RESplit() - Splitting Strings With Regular Expressions In ColdFusion

By Ben Nadel

Published 2010-11-19 in ColdFusion — Comments (3)

ColdFusion 8 added the ability for the listToArray() function to include empty fields (rather than just skipping over them). Then, ColdFusion 9 added the ability for the listToArray() function to use multi-character delimiters (rather than using each character as a separate delimiter). This is some great functionality; however, I have a love affair with Regular Expressions and I thought it would be nice to have a splitting function that used patterns rather than static delimiters.

As of ColdFusion 8, we have the reMatch() function. This allows us to extract values that match a given pattern. What I've coded here is reSplit(). This allows us to extract values that exist between matches of a given pattern. In essence, reSplit() lets you view a string as a list in which the value delimiters are regular expression pattern matches.

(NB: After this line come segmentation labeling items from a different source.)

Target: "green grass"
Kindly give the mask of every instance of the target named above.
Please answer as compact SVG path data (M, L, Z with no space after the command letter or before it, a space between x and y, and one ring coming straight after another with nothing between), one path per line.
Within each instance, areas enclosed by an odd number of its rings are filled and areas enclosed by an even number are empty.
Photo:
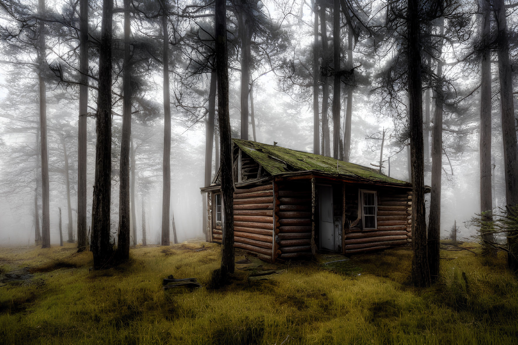
M219 251L204 242L138 247L131 262L91 271L91 253L70 245L0 249L0 274L28 266L33 275L0 286L0 343L518 342L518 282L503 256L442 251L455 258L441 261L440 281L425 289L408 284L412 253L400 249L332 265L278 265L285 271L265 280L236 270L231 285L210 290ZM164 291L170 274L204 286Z

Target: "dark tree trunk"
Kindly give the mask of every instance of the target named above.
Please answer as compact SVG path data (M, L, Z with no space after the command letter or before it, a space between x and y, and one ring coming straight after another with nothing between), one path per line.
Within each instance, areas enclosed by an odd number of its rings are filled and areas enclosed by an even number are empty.
M439 35L444 31L444 18L439 19ZM428 224L428 262L432 282L439 278L439 240L441 238L441 181L442 176L442 40L437 47L437 84L434 90L435 113L431 142L431 192L430 194L430 218Z
M353 69L353 35L350 29L347 35L347 71L350 74L349 80L354 80ZM347 108L346 109L345 132L343 133L343 160L349 162L351 156L351 126L353 117L353 85L347 87Z
M119 260L130 258L130 140L131 137L131 64L130 62L130 0L124 5L124 64L122 69L122 136L119 173L119 236L117 256Z
M45 12L45 0L39 0L38 12L41 16ZM45 80L43 71L47 68L45 65L45 23L40 21L39 24L39 70L38 82L39 84L39 130L40 135L40 148L41 158L41 248L50 247L50 219L49 210L49 153L47 143L47 95L45 90Z
M316 2L313 2L313 153L320 154L320 121L319 118L319 13Z
M416 286L430 285L425 220L424 173L423 157L423 92L418 0L408 0L408 99L412 166L411 279Z
M257 141L255 137L255 114L254 113L254 92L252 85L250 85L250 121L252 122L252 137L254 141Z
M77 248L87 249L87 116L88 113L88 0L79 0L79 120L77 139Z
M333 85L333 156L343 160L340 154L340 0L334 0L333 49L334 78Z
M166 1L162 4L162 33L163 46L162 59L164 62L164 158L162 188L162 246L169 246L169 210L171 203L171 101L169 90L169 33L167 32L167 12Z
M234 270L234 184L232 178L232 140L228 112L228 57L227 53L226 3L215 2L215 55L218 74L218 117L221 139L221 192L224 211L220 274L225 277Z
M491 12L486 0L481 0L482 12L482 56L480 61L480 212L484 220L493 220L493 191L491 182L491 51L490 49ZM484 235L488 243L495 241L492 234ZM496 256L496 251L490 245L484 253Z
M66 206L67 206L67 216L68 217L68 223L67 225L67 235L68 238L67 242L73 243L74 242L74 233L72 227L72 206L70 201L70 176L69 174L68 168L68 154L66 150L66 143L65 142L65 136L61 136L61 145L63 147L63 160L65 161L65 184L66 187Z
M59 229L60 229L60 247L63 246L63 232L61 227L61 208L58 207L60 210L60 223L59 223Z
M329 134L329 120L327 111L329 106L329 80L327 76L329 71L329 49L327 44L327 28L326 21L326 7L322 3L320 8L320 34L322 40L322 154L331 156L331 142Z
M130 206L131 207L131 236L133 238L133 247L137 246L137 211L135 210L136 205L136 197L135 194L135 174L137 172L137 162L135 159L135 147L133 146L133 140L130 141L131 143L131 180L130 186L130 195L131 197Z
M498 75L500 77L500 99L502 111L502 136L503 139L503 161L506 170L506 199L508 207L518 204L518 153L516 148L516 127L513 98L512 68L509 61L509 44L507 33L507 19L503 0L494 0L498 33L496 37L498 56ZM508 253L508 265L518 270L518 243L515 239L508 238L511 253Z
M146 205L144 197L142 197L142 245L147 246L148 241L146 238Z
M103 0L99 45L99 92L97 97L95 183L92 210L94 267L105 267L111 259L110 206L111 191L111 41L113 0Z
M241 138L248 140L248 92L250 68L250 22L242 1L237 13L241 39Z

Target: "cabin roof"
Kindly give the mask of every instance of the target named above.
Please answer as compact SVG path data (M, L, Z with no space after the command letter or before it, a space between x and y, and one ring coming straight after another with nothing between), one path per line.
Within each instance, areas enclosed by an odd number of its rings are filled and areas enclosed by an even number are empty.
M281 146L233 139L243 152L260 164L272 176L286 172L314 171L371 183L411 186L407 182L388 177L377 170L330 157L286 149Z

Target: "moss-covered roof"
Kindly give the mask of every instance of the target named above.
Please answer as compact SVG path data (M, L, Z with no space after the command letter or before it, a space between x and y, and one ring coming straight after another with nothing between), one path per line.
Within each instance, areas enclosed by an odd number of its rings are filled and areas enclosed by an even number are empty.
M291 171L311 170L364 182L410 185L408 182L388 177L374 169L338 161L330 157L240 139L233 139L233 140L243 152L250 156L272 176Z

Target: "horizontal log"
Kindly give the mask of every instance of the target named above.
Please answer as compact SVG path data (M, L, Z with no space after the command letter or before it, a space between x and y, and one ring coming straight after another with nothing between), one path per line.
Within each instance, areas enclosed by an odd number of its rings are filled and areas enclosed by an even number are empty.
M391 225L404 225L407 224L407 219L400 221L386 221L378 222L378 226L390 226Z
M268 224L267 223L254 223L252 222L234 222L234 226L239 226L240 227L253 227L256 229L267 229L272 230L274 228L273 223Z
M300 253L302 252L311 252L311 246L301 246L300 247L285 247L281 248L281 253Z
M350 250L346 250L346 255L350 254L356 254L357 253L365 253L366 252L371 252L376 250L381 250L382 249L386 249L387 248L390 248L390 246L380 246L379 247L371 247L369 248L362 248L361 249L351 249Z
M407 227L407 225L391 225L390 226L379 226L378 227L378 229L381 231L386 231L387 230L405 230Z
M234 205L251 205L252 204L272 204L273 196L265 196L261 198L250 198L248 199L235 199Z
M311 226L279 226L281 233L308 233L311 231Z
M281 205L279 207L281 211L311 211L311 205Z
M271 249L268 250L264 248L259 248L246 243L239 242L234 243L234 246L236 248L241 248L241 249L248 250L254 253L262 254L266 255L267 256L269 255L270 257L271 257Z
M295 226L303 226L303 225L311 225L311 219L279 219L279 224L281 226L289 226L289 225L295 225Z
M312 256L311 253L303 252L303 253L284 253L279 255L279 257L281 258L288 259L288 258L296 258L297 257L304 257L304 258L309 258Z
M252 193L253 192L260 192L262 191L268 191L271 190L272 189L271 183L269 184L266 184L266 185L262 185L258 187L254 187L253 188L248 188L248 189L239 189L236 190L234 191L234 194L240 194L241 193Z
M378 222L386 222L388 221L406 221L408 215L404 214L402 215L378 215Z
M279 245L282 247L293 247L295 246L305 246L310 245L311 240L309 239L298 240L284 240L279 241Z
M266 215L274 217L273 210L234 210L234 216L236 215Z
M310 205L311 203L310 198L279 198L279 200L284 205Z
M242 237L243 238L248 238L255 241L261 241L266 242L270 244L274 242L274 239L270 236L265 236L264 235L256 235L255 234L250 234L249 233L242 233L240 231L235 231L234 235L237 237Z
M378 206L378 211L406 211L406 206L386 206L384 205Z
M384 215L407 215L406 211L380 211L378 210L378 217Z
M365 238L367 237L376 237L379 236L389 236L404 235L406 236L405 230L398 231L373 231L369 233L352 233L346 234L344 238L347 239L352 238Z
M279 239L307 239L311 238L311 233L279 233L277 235Z
M264 196L272 196L274 195L274 191L263 191L262 192L254 192L253 193L240 193L239 194L234 193L234 198L236 199L249 199L251 198L262 197Z
M268 243L267 242L263 242L262 241L256 241L255 240L245 238L244 237L238 237L235 236L234 237L234 243L244 243L245 245L248 245L249 246L252 246L260 248L269 249L270 250L270 253L271 252L271 247L273 246L273 243L272 242Z
M367 248L371 247L379 247L380 246L404 246L407 244L406 239L404 240L398 240L397 241L386 241L384 242L373 242L372 243L365 243L359 245L349 245L346 246L346 250L349 249L357 249L358 248Z
M274 218L264 215L234 215L234 222L253 222L274 224Z
M406 239L406 235L399 235L391 236L379 236L377 237L367 237L366 238L354 238L353 239L346 240L343 241L343 244L346 246L348 245L359 245L363 243L369 243L373 242L396 241L397 240Z
M299 197L302 196L306 197L306 198L310 198L311 197L311 191L301 191L295 192L295 191L279 191L279 196L287 197Z
M277 213L279 218L311 218L310 212L286 212L282 211Z
M242 233L248 233L249 234L256 234L257 235L264 235L271 236L273 231L272 229L267 230L266 229L255 229L253 227L242 227L241 226L234 226L234 231L239 231Z
M274 204L251 204L247 205L235 205L234 210L273 210Z

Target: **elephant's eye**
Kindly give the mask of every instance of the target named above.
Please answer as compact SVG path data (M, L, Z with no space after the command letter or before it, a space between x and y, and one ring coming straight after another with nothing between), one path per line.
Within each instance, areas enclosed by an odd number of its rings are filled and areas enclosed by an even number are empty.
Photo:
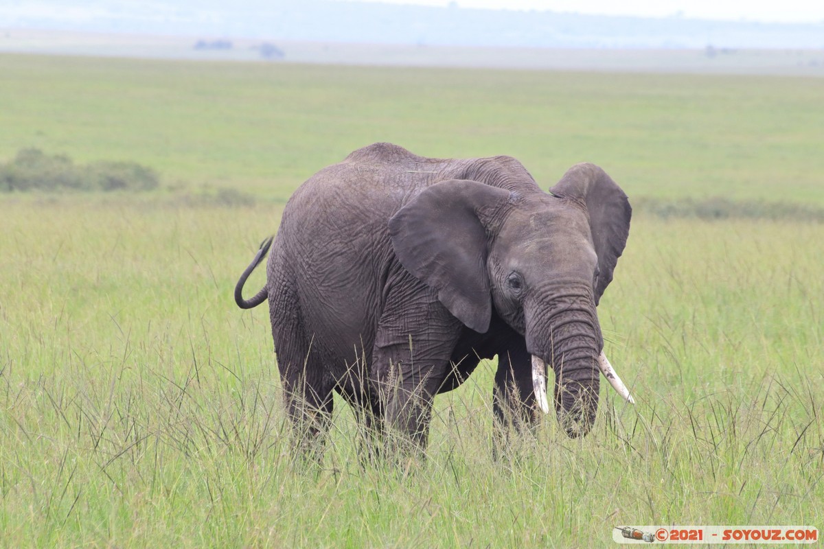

reSplit( regexPattern, string ) :: Array

The reSplit() functionality builds on top of Java's String::split() method. However, rather than using this as an "undocumented" feature, I am using JavaCast() to ensure that I'm dealing with a valid Java string before any splitting is applied.

  
          <cffunction
        
          	name="reSplit"
        
          	access="public"
        
          	returntype="array"
        
          	output="false"
        
          	hint="I split the given string using the given Java regular expression.">
        
          	<!--- Define arguments. --->
        
          	<cfargument
        
          		name="regex"
        
          		type="string"
        
          		required="true"
        
          		hint="I am the regular expression being used to split the string."
        
          		/>
        
          	<cfargument
        
          		name="value"
        
          		type="string"
        
          		required="true"
        
          		hint="I am the string being split."
        
          		/>
        
          	<!--- Define the local scope. --->
        
          	<cfset var local = {} />
        
          	<!---
        
          		Get the split functionality from the core Java script. I am
        
          		using JavaCast here as a way to alleviate the fact that I'm
        
          		using *undocumented* functionality... sort of.
        
          		The -1 argument tells the split() method to include trailing
        
          		parts that are empty.
        
          	--->
        
          	<cfset local.parts = javaCast( "string", arguments.value ).split(
        
          		javaCast( "string", arguments.regex ),
        
          		javaCast( "int", -1 )
        
          		) />
        
          	<!---
        
          		We now have the individual parts; however, the split()
        
          		method does not return a ColdFusion array - it returns a
        
          		typed String[] array. We now have to convert that to a
        
          		standard ColdFusion array.
        
          	--->
        
          	<cfset local.result = [] />
        
          	<!--- Loop over the parts and append them to the results. --->
        
          	<cfloop
        
          		index="local.part"
        
          		array="#local.parts#">
        
          		<cfset arrayAppend( local.result, local.part ) />
        
          	</cfloop>
        
          	<!--- Return the result. --->
        
          	<cfreturn local.result />
        
          </cffunction>
        
          <!--- ----------------------------------------------------- --->
        
          <!--- ----------------------------------------------------- --->
        
          <!--- ----------------------------------------------------- --->
        
          <!--- ----------------------------------------------------- --->
        
          <!--- Create a list of values in which some are empty. --->
        
          <cfset womenList = ",Katie,,Jill,Sarah," />
        
          <!--- Split this list, using the comma as our pattern. --->
        
          <cfset women = reSplit( ",", womenList ) />
        
          <!--- Output the resultant collection. --->
        
          <cfdump
        
          	var="#women#"
        
          	label="reSplit() Women"
        
          	/>

view raw code-1.cfm hosted with ❤ by GitHub

As you can see, our value argument is passing through JavaCast() before the .split() method is invoked. This split() method takes a regular expression and returns a typed String array. This typed string array then needs to be converted to a valid ColdFusion array.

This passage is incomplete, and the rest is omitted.